Inference

Core

The process of running a trained model to generate output. Inference cost is hardware electricity + depreciation per token — the operational cost of on-premise LLMs.

In ML, inference means using a trained model to produce predictions — as opposed to training, which creates the model. For LLMs, inference is the generation of tokens in response to a prompt.

Inference Pipeline Stages

Prefill (Prompt Processing)

All input tokens are processed in parallel. Fast — takes ~0.1–0.5s even for long prompts on GPU. Computes and stores the KV cache.

Decode (Token Generation)

Tokens are generated one at a time (autoregressive). Each step reads the full KV cache and appends one new token. This is the bottleneck for long responses.

Key Inference Metrics

MetricDefinitionTarget
TTFT (ms)Time To First Token<200ms for chat UX
Tokens/s (decode)Generation throughput≥30 t/s for reading speed
Batch throughputTokens/s across all usersDepends on concurrent users
Cost/1M tokensElectricity + depreciation$0.01–$0.50 on-prem vs $1–15 cloud

Inference Engines for On-Premise

  • Ollama — Easiest deployment.

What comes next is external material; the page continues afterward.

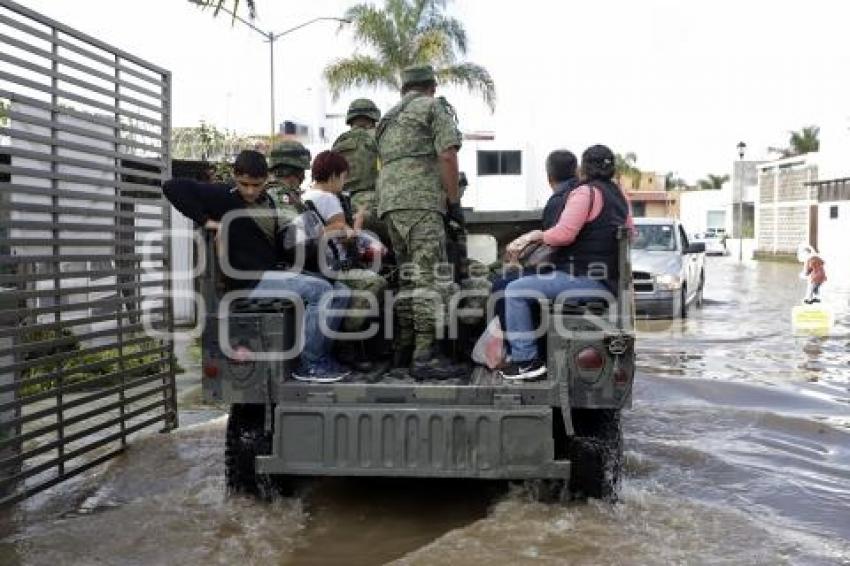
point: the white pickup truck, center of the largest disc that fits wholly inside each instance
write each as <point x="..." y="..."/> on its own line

REST API. Uses llama.cpp backend. Great for development and single-user production.
  • vLLM — Best throughput for multi-user. PagedAttention for KV cache. OpenAI-compatible API. Requires CUDA GPU.
  • llama.cpp — Raw C++ engine. Runs on CPU, GPU, Apple Metal. GGUF format only. Maximum hardware compatibility.
  • TGI (Hugging Face) — Supports GPTQ, AWQ. Docker-native. Used in many enterprise deployments.